This assignment is worth 70% of the total marks available for this module. If coursework is submitted late (and where there are no extenuating circumstances):
1 - If the assessment is submitted no later than 24 hours after the deadline, the mark for the assessment will be capped at the minimum pass mark;
2 - If the assessment is submitted more than 24 hours after the deadline, a mark of 0 will be given for the assessment.
Your submission must include the official Coursework Submission Cover sheet, which can be found here:
Your coursework should be submitted via Learning Central by the above deadline. You have to upload the following files:
Description Type Name
Cover sheet Compulsory One PDF (.pdf) file Student_number.pdf
Your solution to Part 1 and Part 2 Compulsory One Jupyter Notebook (.ipynb) file Part1_2.ipynb
HTML version of part1_2.ipynb Compulsory One HTML (.html) file Part1_2.html
Your solution to Part 3 Compulsory One Jupyter Notebook (.ipynb) file Part3.ipynb
HTML version of part3.ipynb Compulsory One HTML (.html) file Part3.html
For the filename of the Cover Sheet, replace ‘Student_number’ by your student number, e.g. “C1234567890.pdf”. Make sure to include your student number as a comment in all of the Python files! Any deviation from the submission instructions (including the number and types of files submitted) may result in a reduction of marks for the assessment or question part.
You can submit multiple times on Learning Central. ONLY files contained in the last attempt will be marked, so make sure that you upload all files in the last attempt.
Staff reserve the right to invite students to a meeting to discuss the Coursework submissions.
Start by downloading the following files from the Assessment tab in Learning Central:
• Part1_2.ipynb (Jupyter Notebook file for Part 1 and Part 2)

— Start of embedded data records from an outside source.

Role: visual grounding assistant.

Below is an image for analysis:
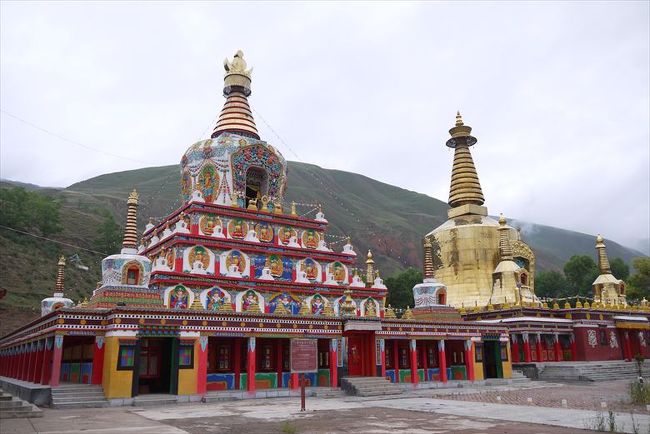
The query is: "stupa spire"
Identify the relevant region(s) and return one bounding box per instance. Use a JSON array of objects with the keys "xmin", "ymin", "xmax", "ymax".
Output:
[
  {"xmin": 447, "ymin": 112, "xmax": 485, "ymax": 208},
  {"xmin": 122, "ymin": 189, "xmax": 139, "ymax": 253},
  {"xmin": 596, "ymin": 234, "xmax": 612, "ymax": 274},
  {"xmin": 212, "ymin": 50, "xmax": 260, "ymax": 139},
  {"xmin": 54, "ymin": 256, "xmax": 65, "ymax": 297},
  {"xmin": 424, "ymin": 238, "xmax": 434, "ymax": 279}
]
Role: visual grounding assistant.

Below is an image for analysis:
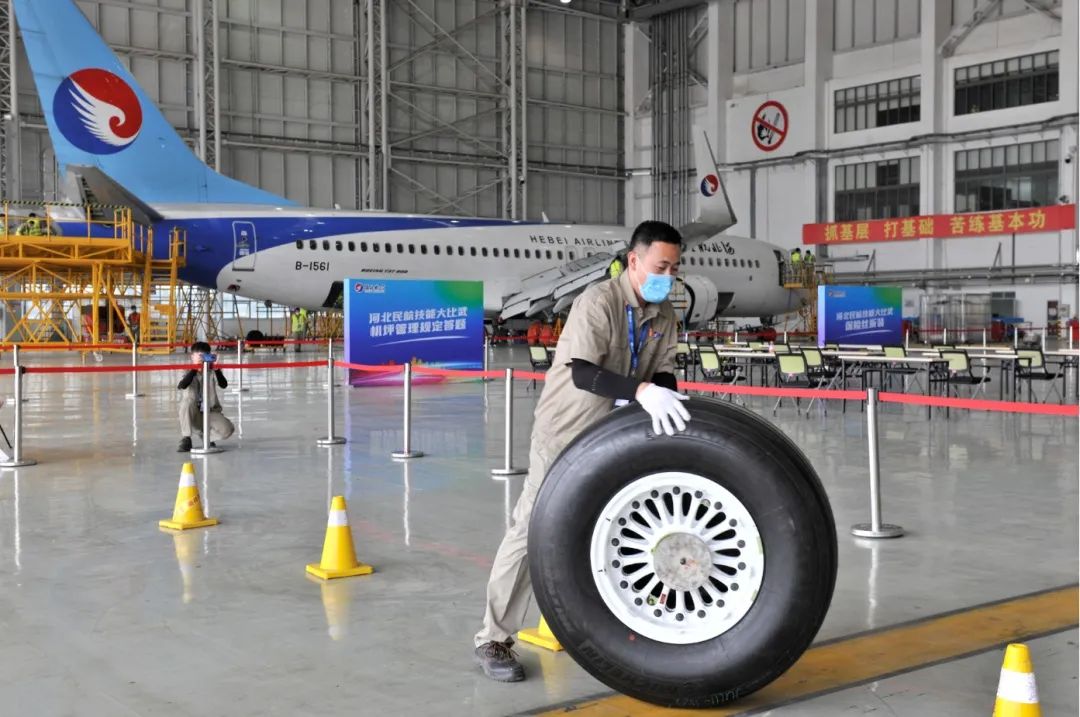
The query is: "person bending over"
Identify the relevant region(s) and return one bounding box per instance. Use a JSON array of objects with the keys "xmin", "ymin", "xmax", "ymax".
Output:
[
  {"xmin": 176, "ymin": 341, "xmax": 233, "ymax": 454},
  {"xmin": 474, "ymin": 221, "xmax": 690, "ymax": 682}
]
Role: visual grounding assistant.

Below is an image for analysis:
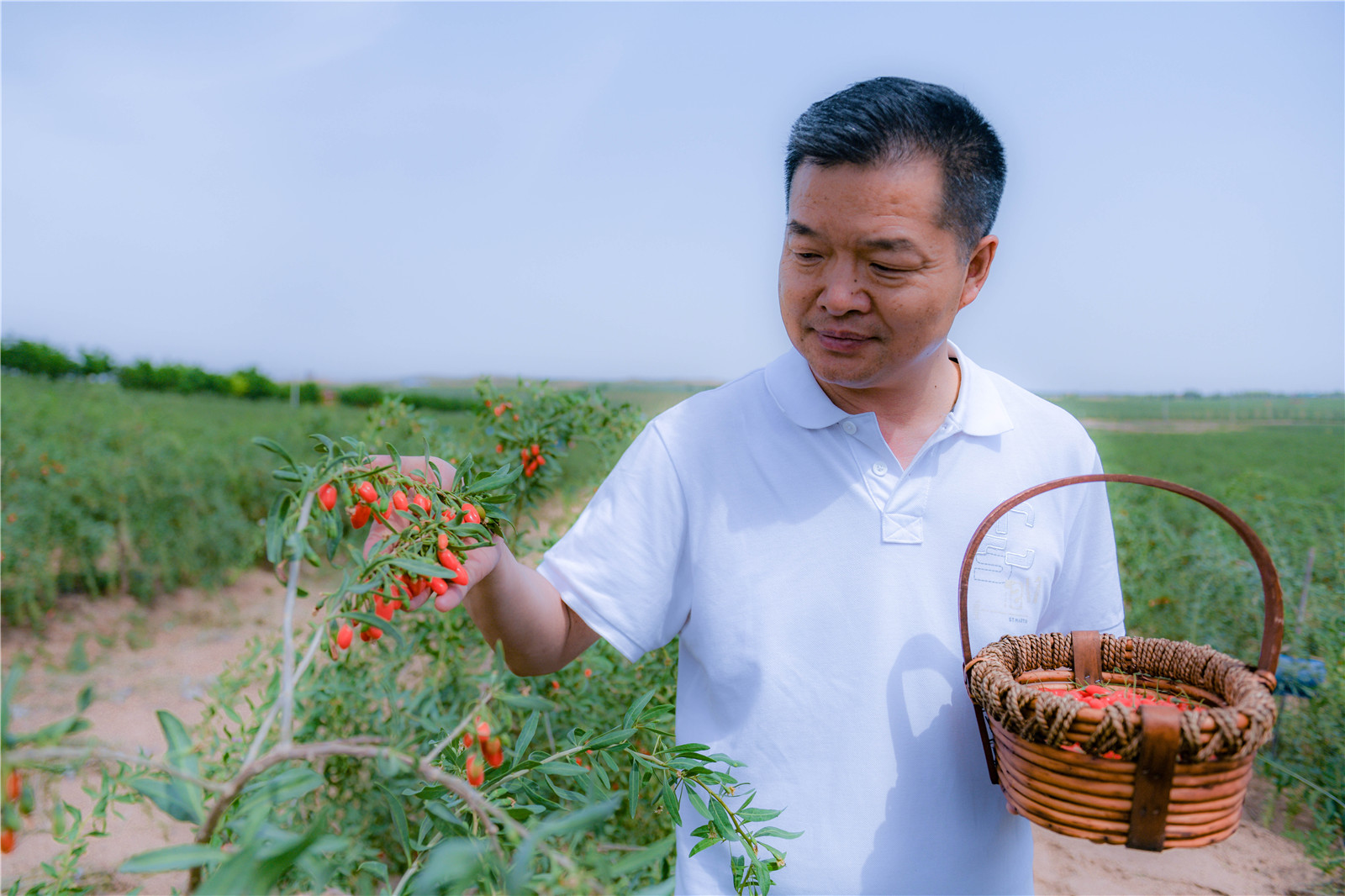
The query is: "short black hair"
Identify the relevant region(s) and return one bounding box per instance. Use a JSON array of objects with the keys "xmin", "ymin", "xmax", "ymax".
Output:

• Part3.ipynb (Jupyter Notebook file for Part 3)
• listings.csv
• reviews.csv
Then answer the following questions. You can use any Python expression or package that was used in the lectures and practical sessions. Additional packages are not allowed unless instructed in the question. You answer the questions by filling in the appropriate sections in the Jupyter Notebook. Export your final Jupyter Notebooks as HTML to produce the corresponding HTML files. Before submitting your Jupyter Notebooks and HTML files, make sure to restart the kernel and execute each cell such that all outputs and figures are visible.
In this assignment you slip into the role of a Data Scientist who has been hired by Airbnb. Airbnb is an online market place for vacation and short-term rentals of rooms or flats which operates in many countries in the world (see https://en.wikipedia.org/wiki/Airbnb). Airbnb collects data on the listing and users interacting with the platform. Let us define these terms first:
- User: A user is someone using the Airbnb platform (guest or host).

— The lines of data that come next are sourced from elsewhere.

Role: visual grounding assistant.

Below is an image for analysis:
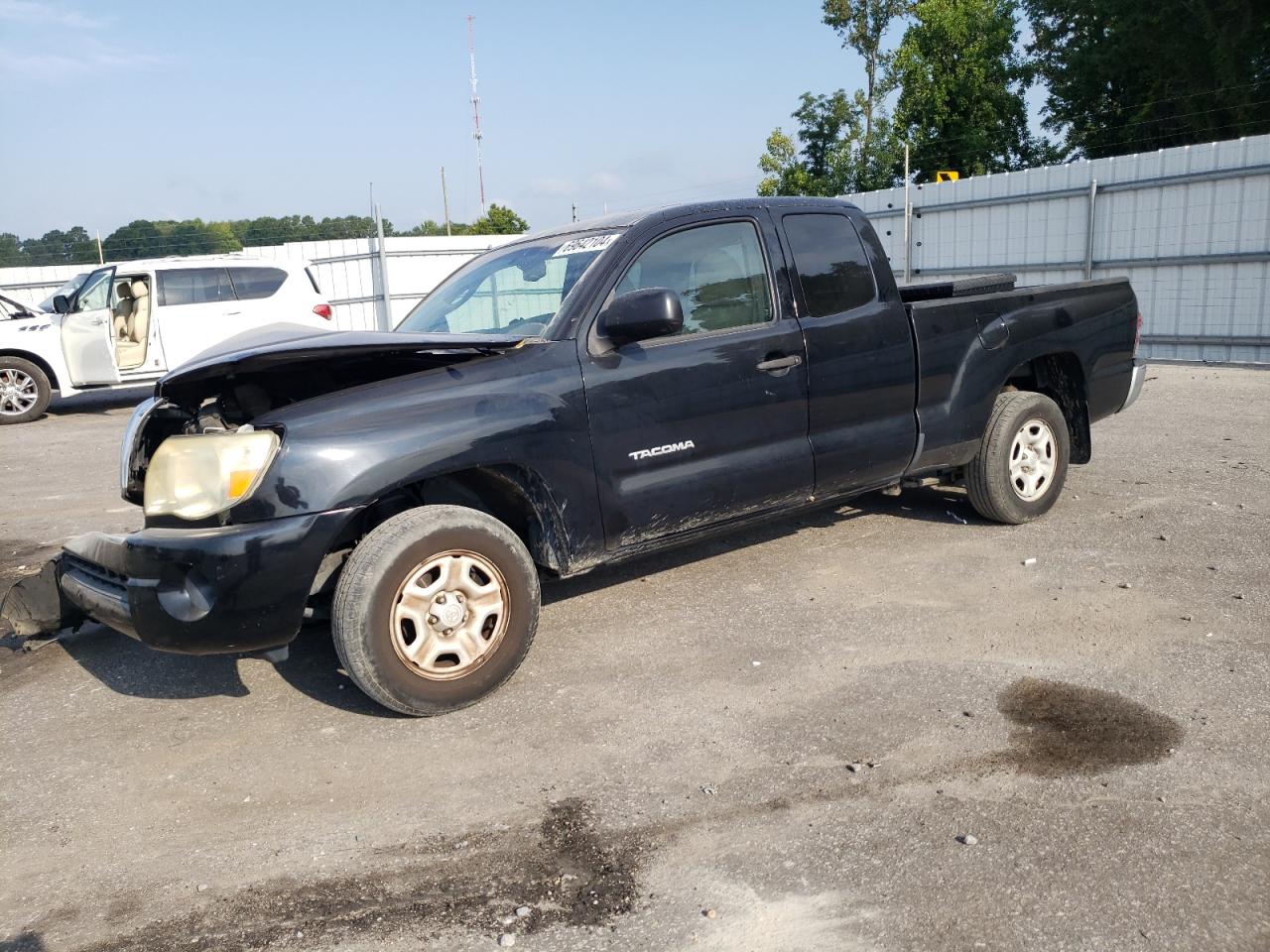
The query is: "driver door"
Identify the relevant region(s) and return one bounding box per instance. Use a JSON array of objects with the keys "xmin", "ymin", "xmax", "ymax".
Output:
[{"xmin": 63, "ymin": 267, "xmax": 119, "ymax": 387}]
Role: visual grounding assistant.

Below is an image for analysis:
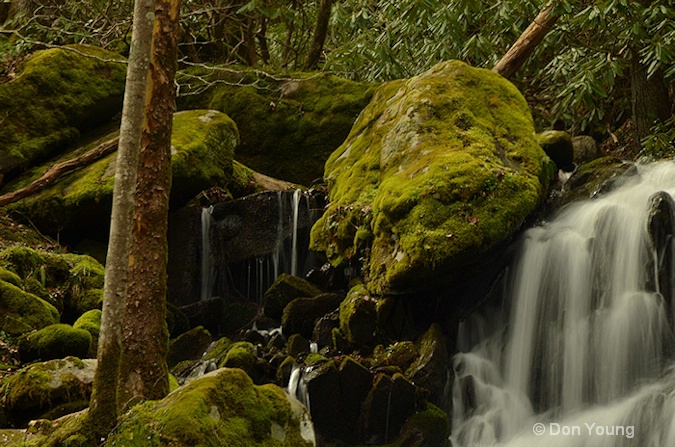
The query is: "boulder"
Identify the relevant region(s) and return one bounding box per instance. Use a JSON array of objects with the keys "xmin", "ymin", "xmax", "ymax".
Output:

- Guest: A guest is a user who uses the Airbnb platform to book a room, flat or house.
- Host: A host is a user who offers a room, flat, or house for rent.

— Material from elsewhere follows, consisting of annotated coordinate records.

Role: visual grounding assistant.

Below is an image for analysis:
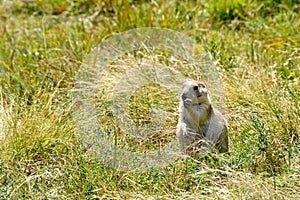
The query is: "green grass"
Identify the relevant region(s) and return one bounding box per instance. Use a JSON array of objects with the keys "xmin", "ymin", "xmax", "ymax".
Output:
[{"xmin": 0, "ymin": 0, "xmax": 300, "ymax": 199}]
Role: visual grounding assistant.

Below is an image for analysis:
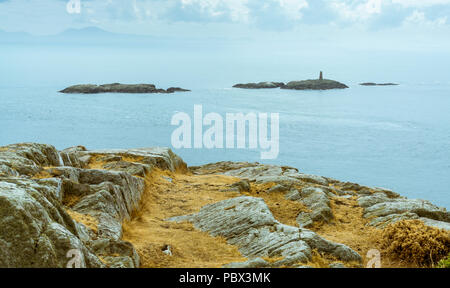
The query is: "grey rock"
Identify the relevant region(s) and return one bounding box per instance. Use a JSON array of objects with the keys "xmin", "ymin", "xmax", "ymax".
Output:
[
  {"xmin": 328, "ymin": 262, "xmax": 347, "ymax": 269},
  {"xmin": 223, "ymin": 258, "xmax": 270, "ymax": 269},
  {"xmin": 267, "ymin": 184, "xmax": 289, "ymax": 193},
  {"xmin": 281, "ymin": 79, "xmax": 348, "ymax": 90},
  {"xmin": 89, "ymin": 239, "xmax": 140, "ymax": 268},
  {"xmin": 59, "ymin": 83, "xmax": 189, "ymax": 94},
  {"xmin": 169, "ymin": 197, "xmax": 361, "ymax": 265},
  {"xmin": 358, "ymin": 193, "xmax": 391, "ymax": 208},
  {"xmin": 231, "ymin": 180, "xmax": 251, "ymax": 193},
  {"xmin": 359, "ymin": 82, "xmax": 399, "ymax": 86},
  {"xmin": 0, "ymin": 178, "xmax": 102, "ymax": 267},
  {"xmin": 297, "ymin": 187, "xmax": 334, "ymax": 227},
  {"xmin": 0, "ymin": 143, "xmax": 61, "ymax": 176},
  {"xmin": 233, "ymin": 82, "xmax": 284, "ymax": 89},
  {"xmin": 364, "ymin": 199, "xmax": 450, "ymax": 222},
  {"xmin": 419, "ymin": 217, "xmax": 450, "ymax": 231},
  {"xmin": 369, "ymin": 212, "xmax": 419, "ymax": 229}
]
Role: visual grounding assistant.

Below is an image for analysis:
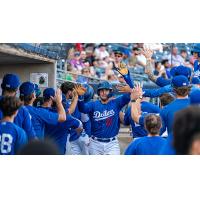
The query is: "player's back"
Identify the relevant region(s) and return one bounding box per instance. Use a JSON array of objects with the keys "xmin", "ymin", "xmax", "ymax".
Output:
[
  {"xmin": 0, "ymin": 96, "xmax": 35, "ymax": 139},
  {"xmin": 125, "ymin": 136, "xmax": 166, "ymax": 155},
  {"xmin": 26, "ymin": 106, "xmax": 58, "ymax": 139},
  {"xmin": 89, "ymin": 99, "xmax": 120, "ymax": 138},
  {"xmin": 0, "ymin": 122, "xmax": 27, "ymax": 155},
  {"xmin": 160, "ymin": 98, "xmax": 190, "ymax": 133}
]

- Listing: A listing is a room, flat, or house offered for rent. In the dataset, each row corresponds to a listing.
Since we do not have access to Airbnb’s internal database, we will instead use data published by the website Inside Airbnb. The data has been acquired by web-scraping publicly available data from Airbnb. It is available online (http://insideairbnb.com/about.html) but you do not need to download any data from this website since we have downloaded and renamed all datasets you need and made them available on Learning Central.
In our scenario, you are responsible for the Amsterdam branch of Airbnb operations. Your main task is to provide insights on the data collected in Amsterdam as well as write algorithms to improve the experience of Airbnb users. The assignment is split into three parts. In the first two parts, you will focus on the numerical parts of the data. In the last part, you will focus on the text data.
• Part 1: Pre-processing and exploratory analysis
You start by reading the csv file into a Pandas DataFrame, cleaning the data and removing unwanted columns, performing conversions and calculating new columns. Then, you will perform exploratory analysis to look at the properties and distribution of the data, and answer a couple of questions your manager put forward to you.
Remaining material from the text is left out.